Cette décision réjouit les principaux concernés: les arbitres, mais aussi le public. Chaque spectateur peut se mettre dans la peau du directeur de jeu. Grâce à un micro-cravate et une oreillette, l'arbitre principal peut en effet dialoguer avec un arbitre assistant préposé à la vidéo, et installé dans une loge du stade devant de multiples écrans de télévision. Sur demande, ce dernier lui fait voir et revoir une action litigieuse sous tous les angles, au ralenti ou à vitesse normale. Une lumière rouge sur le bord du tableau d'affichage signifiera que l'essai est refusé; une lumière verte qu'il est accordé. Certaines fois, un texte explicatif sur le motif de la faute défile sur les écrans géants. Le dialogue entre les arbitres et la rediffusion des images sont retransmis dans tout le stade. «A partir du moment où la technologie existait, il fallait essayer, affirme Stuart Dickinson, l'un des directeurs de jeu australiens les plus expérimentés. Une action très rapide, une mêlée confuse ou un regroupement qui implique trop de joueurs peuvent nous empêcher de bien voir le ballon et de saisir ce qui se passe. Revoir une phase de jeu au ralenti, plusieurs fois et de plus près ne peut que nous aider à rendre notre décision.» Reste que la vidéo ne doit pas remplacer l'arbitre ou hacher le jeu, comme c'est le cas en football américain. «J'ai arbitré de nombreux matchs avec l'aide de la vidéo et cela s'est toujours bien déroulé, rassure Stuart Dickinson. A chaque fois, je n'ai eu recours à la vidéo que pour deux ou trois actions. Je reste l'arbitre et je continue à arbitrer. Le magnétoscope me soutient moralement.»

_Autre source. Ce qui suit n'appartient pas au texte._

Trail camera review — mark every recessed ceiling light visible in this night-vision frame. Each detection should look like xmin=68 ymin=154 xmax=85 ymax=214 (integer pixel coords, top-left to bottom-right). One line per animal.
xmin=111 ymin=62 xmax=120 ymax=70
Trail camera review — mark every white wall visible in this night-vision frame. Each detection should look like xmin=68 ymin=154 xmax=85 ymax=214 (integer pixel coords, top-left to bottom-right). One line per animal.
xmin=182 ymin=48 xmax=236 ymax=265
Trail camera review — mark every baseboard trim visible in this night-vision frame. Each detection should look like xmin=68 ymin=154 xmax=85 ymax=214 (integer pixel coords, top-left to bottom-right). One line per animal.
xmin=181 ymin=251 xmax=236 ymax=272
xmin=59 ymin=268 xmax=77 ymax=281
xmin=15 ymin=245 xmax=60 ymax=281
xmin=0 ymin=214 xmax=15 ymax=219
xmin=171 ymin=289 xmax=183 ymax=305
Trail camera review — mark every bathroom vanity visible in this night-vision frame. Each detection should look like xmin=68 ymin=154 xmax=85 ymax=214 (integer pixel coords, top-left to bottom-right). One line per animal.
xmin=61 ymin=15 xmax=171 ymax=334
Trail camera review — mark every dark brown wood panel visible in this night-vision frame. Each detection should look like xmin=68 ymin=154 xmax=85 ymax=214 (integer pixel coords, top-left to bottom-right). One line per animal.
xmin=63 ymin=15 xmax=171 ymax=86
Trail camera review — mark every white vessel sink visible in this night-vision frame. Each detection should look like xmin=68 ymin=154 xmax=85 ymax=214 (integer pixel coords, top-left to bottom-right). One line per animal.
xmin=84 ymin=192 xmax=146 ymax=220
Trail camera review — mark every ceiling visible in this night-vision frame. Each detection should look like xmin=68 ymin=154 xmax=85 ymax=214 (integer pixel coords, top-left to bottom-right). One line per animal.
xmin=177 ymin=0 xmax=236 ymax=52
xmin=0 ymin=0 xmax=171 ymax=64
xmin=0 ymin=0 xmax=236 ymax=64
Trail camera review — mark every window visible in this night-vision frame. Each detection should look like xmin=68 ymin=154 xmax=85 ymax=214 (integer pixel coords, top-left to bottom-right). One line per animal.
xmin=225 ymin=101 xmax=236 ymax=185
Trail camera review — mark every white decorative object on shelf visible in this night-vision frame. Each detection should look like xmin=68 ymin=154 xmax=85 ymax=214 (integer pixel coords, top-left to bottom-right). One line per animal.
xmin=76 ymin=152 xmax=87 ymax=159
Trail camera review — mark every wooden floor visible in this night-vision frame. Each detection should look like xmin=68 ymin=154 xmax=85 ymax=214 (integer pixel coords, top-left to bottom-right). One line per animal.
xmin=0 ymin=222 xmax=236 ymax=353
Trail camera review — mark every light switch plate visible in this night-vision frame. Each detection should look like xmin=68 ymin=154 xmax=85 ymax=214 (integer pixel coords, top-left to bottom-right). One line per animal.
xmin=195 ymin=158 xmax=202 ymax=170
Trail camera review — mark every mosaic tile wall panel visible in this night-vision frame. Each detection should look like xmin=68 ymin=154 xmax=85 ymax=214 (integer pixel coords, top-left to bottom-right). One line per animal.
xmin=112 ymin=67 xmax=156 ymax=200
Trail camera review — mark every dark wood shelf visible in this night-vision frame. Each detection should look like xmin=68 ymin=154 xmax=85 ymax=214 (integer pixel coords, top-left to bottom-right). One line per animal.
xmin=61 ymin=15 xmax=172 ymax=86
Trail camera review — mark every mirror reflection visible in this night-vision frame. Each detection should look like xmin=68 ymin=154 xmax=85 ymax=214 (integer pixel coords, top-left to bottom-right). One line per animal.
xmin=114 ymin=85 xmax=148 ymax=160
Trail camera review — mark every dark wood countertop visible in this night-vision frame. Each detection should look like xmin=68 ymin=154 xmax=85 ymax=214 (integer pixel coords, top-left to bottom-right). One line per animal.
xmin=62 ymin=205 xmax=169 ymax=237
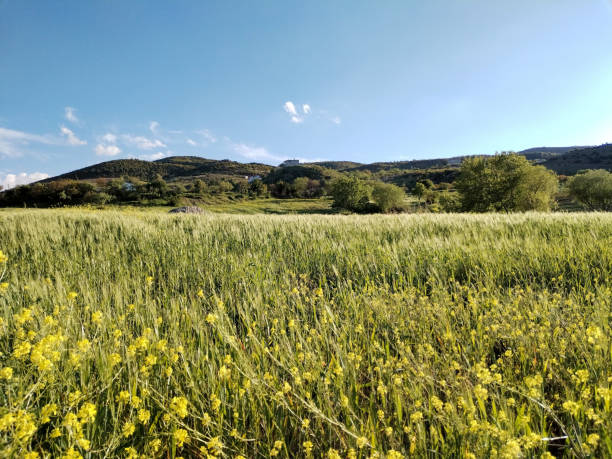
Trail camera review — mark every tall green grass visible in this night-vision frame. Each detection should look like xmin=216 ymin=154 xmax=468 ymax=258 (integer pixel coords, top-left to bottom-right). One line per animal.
xmin=0 ymin=210 xmax=612 ymax=457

A la fin de la saison Super 12, arbitres et joueurs étaient assez satisfaits de ces innovations, même si quelques essais ont été acceptés alors qu'ils n'étaient pas valables. Les arbitres de touche n'ont pas vu les en-avant incriminés et le ralenti n'aura pas été utile au directeur de jeu. Les optimistes rappellent cependant que – vidéo ou non – ces erreurs d'arbitrage se seraient de toute façon produites. En quelques mois, la technique a, au contraire, permis d'en éviter d'autres. Reste maintenant à l'hémisphère Nord à suivre son homologue du Sud. Les discussions sont tendues depuis bien longtemps, notamment en France. Les dirigeants les plus rétifs à toute innovation sont toujours parvenus à emporter la décision… jusqu'à ce qu'une énorme erreur d'arbitrage provoque l'élimination de leur équipe nationale en demi-finale de la prochaine Coupe du monde?